Ne yapmak gerekiyor?!.
Seçici okuma yapmak gerekiyor.
Nasıl?!.
Mümkün olduğu ölçüde, düşen (veya düşmeyi, düşebileceğini düşünen) düşünürlerin kitaplarını veya makalelerini okumak gerekiyor.
Düşünürlerin çoğu, sırça köşklerinden konuşuyor; halkın (ahâlinin) yaşadığı gibi bir hayat yaşamıyor. Bu yüzden, bir kitabı ya da makaleyi okumaya başlamadan önce, yazarının hayatına bakmalı/araştırmalıyız; bu adam nasıl yaşıyor ve ne söylüyor diye. Söyledikleri ile yaşadıkları arasında bir tutarlılık varsa, veya söyledikleri ile yaşadıkları arasında kıvranıyorsa, onu, okunmaya değer biri olarak görebiliriz; yoksa atın gitsin!.
“Ey iman edenler! Yapmayacağınız şeyi niçin söylüyorsunuz?!.” (61/2.) veya yazıyorsunuz?!. Anlaşılan siz, bu işten bişeyler (= para, itibar, vs.) kazanıyorsunuz. Sizler, kazandırmaya değil, kazanmaya teşnesiniz. (Teşne : arzulu, istekli, hevesli.)
Okuma, kazanma içindir, kazandırma için değil. Yazma ise kazandırmak içindir. Bu yüzden, okurken (de) seçici olmalıyız.

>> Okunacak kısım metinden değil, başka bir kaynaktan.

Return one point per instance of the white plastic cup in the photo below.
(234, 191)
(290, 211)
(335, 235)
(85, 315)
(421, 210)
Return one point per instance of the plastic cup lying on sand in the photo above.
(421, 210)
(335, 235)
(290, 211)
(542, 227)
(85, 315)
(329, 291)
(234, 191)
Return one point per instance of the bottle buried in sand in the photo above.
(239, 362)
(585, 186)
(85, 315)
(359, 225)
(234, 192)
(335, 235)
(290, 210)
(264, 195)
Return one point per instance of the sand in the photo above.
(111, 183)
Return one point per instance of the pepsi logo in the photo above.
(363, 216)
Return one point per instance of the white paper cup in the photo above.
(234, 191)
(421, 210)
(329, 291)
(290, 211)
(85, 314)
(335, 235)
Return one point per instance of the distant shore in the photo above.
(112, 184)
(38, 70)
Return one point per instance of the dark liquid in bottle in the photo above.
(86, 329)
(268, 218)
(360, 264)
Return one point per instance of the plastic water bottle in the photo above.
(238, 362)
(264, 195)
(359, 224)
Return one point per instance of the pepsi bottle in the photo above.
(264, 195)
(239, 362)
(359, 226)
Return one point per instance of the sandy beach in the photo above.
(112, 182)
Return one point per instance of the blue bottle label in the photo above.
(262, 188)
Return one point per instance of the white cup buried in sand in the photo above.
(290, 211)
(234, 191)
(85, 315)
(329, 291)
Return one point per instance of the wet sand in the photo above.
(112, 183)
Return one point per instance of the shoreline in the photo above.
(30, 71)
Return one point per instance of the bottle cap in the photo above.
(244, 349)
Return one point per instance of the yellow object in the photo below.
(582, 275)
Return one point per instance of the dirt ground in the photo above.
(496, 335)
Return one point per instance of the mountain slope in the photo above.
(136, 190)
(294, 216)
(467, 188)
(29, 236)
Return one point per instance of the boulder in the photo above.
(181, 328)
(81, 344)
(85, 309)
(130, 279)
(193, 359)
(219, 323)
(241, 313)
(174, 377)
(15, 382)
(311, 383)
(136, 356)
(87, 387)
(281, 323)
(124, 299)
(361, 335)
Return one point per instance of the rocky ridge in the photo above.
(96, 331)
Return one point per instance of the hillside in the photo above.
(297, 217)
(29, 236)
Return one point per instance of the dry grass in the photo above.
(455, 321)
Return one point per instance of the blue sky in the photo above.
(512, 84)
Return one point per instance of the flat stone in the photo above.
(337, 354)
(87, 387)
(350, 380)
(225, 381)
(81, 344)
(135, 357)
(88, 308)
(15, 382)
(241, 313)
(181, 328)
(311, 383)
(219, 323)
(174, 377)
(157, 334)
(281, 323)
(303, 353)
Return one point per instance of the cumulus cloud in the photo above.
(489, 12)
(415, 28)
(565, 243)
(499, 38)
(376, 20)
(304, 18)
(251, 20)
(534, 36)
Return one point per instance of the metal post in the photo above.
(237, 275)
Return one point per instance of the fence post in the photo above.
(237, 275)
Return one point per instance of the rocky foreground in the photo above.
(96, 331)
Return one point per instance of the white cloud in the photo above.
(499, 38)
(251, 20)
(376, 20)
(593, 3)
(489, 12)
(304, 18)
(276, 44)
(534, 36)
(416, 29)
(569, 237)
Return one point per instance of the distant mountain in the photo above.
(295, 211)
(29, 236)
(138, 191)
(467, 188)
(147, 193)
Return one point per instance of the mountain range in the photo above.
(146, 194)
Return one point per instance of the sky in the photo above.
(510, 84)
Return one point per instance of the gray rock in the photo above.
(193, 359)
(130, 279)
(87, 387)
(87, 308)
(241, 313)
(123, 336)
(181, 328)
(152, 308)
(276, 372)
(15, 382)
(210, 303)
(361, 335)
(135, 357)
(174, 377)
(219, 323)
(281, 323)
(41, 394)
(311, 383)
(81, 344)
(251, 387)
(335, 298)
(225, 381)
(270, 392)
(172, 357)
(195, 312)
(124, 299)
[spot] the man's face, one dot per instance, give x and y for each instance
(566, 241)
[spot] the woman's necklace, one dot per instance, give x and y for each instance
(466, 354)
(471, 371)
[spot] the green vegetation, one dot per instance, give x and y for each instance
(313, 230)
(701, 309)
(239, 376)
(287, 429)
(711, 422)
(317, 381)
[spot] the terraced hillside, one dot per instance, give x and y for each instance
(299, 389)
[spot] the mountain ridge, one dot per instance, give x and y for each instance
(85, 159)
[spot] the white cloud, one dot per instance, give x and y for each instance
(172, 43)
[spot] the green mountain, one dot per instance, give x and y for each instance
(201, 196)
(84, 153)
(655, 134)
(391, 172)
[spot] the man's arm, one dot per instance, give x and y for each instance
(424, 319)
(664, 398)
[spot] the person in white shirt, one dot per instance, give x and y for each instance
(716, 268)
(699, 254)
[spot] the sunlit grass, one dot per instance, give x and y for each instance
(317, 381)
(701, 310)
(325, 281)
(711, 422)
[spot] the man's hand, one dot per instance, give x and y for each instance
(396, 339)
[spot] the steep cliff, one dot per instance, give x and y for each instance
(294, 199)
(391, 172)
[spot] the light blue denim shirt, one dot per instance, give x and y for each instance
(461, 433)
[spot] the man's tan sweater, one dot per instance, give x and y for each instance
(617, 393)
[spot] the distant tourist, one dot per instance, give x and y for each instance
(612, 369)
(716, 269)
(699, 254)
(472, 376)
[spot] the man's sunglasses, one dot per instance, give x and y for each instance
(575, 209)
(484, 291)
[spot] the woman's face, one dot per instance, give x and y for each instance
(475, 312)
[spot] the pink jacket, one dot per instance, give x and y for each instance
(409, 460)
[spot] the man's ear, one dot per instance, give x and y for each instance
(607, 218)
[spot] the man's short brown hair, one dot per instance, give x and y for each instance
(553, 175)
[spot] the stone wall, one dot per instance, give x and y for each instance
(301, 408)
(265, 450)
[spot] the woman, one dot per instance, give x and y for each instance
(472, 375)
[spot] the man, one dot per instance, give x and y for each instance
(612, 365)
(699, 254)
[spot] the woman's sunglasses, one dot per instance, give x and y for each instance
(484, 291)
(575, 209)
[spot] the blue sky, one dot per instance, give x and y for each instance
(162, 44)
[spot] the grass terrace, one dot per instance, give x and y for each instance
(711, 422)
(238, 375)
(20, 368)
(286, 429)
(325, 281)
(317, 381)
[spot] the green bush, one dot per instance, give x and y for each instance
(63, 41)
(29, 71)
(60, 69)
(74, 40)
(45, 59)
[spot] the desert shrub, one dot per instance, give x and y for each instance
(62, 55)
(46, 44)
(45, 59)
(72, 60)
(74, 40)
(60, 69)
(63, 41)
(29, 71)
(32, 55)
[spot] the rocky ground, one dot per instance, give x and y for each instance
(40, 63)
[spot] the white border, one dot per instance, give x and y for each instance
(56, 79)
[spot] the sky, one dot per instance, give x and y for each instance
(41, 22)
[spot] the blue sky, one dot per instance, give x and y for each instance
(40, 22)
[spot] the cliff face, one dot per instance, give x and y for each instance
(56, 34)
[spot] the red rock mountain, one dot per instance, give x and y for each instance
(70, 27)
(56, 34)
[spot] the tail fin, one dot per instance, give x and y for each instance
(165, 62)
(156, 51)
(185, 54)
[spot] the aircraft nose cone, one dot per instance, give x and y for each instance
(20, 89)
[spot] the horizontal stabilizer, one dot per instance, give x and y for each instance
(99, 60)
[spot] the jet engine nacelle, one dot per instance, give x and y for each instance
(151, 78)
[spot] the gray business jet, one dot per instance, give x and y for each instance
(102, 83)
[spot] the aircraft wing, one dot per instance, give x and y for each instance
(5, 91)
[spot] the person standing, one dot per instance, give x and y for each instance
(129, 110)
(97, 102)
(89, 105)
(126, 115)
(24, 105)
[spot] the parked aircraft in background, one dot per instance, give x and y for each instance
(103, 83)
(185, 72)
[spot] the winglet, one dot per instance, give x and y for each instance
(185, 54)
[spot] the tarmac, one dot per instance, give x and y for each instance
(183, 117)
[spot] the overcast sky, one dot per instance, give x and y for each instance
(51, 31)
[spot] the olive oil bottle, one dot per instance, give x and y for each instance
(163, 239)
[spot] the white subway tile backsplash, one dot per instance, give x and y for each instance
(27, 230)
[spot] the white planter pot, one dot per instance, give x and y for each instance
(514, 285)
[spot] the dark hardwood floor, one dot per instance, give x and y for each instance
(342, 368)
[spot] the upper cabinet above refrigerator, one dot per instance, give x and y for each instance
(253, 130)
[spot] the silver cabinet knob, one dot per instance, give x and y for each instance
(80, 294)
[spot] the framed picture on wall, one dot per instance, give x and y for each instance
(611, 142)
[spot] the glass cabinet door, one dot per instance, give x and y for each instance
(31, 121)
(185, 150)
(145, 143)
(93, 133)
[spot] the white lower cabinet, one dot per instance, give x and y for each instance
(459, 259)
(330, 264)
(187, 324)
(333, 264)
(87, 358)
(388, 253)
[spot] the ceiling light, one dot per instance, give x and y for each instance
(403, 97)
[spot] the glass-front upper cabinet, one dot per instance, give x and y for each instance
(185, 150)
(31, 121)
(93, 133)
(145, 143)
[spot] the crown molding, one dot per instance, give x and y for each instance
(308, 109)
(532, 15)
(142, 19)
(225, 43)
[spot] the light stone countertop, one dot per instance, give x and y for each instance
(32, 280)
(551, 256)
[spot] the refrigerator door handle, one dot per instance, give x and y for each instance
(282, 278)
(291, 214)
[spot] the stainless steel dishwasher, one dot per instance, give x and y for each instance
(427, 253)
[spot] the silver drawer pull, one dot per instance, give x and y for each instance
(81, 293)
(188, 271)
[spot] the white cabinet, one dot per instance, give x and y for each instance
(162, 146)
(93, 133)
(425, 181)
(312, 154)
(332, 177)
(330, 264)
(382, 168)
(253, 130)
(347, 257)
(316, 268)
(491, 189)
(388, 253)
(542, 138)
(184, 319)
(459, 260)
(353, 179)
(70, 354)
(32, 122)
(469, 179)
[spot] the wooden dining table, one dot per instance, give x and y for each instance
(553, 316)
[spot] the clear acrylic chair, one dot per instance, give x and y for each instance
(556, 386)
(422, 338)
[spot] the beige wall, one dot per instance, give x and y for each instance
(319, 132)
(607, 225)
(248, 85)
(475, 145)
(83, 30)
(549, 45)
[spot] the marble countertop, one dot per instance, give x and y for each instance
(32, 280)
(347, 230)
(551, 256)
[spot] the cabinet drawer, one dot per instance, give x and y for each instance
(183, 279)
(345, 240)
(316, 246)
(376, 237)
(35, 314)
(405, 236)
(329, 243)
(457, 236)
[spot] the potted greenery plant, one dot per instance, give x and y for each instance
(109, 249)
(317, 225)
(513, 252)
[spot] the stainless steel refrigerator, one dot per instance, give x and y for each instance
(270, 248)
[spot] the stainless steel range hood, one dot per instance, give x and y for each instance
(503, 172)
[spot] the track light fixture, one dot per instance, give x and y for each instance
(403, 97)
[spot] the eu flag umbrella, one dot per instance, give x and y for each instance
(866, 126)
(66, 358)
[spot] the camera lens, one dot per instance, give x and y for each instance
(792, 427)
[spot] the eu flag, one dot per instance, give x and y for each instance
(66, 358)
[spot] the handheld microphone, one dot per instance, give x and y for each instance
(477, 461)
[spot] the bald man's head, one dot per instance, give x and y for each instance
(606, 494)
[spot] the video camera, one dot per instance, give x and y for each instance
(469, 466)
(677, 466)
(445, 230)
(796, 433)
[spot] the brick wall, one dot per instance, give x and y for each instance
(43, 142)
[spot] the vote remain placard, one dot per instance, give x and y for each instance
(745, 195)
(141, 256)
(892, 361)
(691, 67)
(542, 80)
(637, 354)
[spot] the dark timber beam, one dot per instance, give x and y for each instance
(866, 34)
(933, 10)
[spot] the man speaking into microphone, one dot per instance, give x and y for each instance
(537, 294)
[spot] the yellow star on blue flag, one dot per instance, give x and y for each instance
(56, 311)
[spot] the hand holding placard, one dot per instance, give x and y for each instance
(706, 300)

Her şeyi olduğu gibi okuma-yazmayı da ticarete dönüştüren kapitalist zihniyete prim vermemeliyiz. Sırça köşklerinden “atıp-tutanların”!, (= nâralar atanların) bize verebileceği bişey yok; onların derdi, köşklerine herhangi bir “saldırının”! olmaması.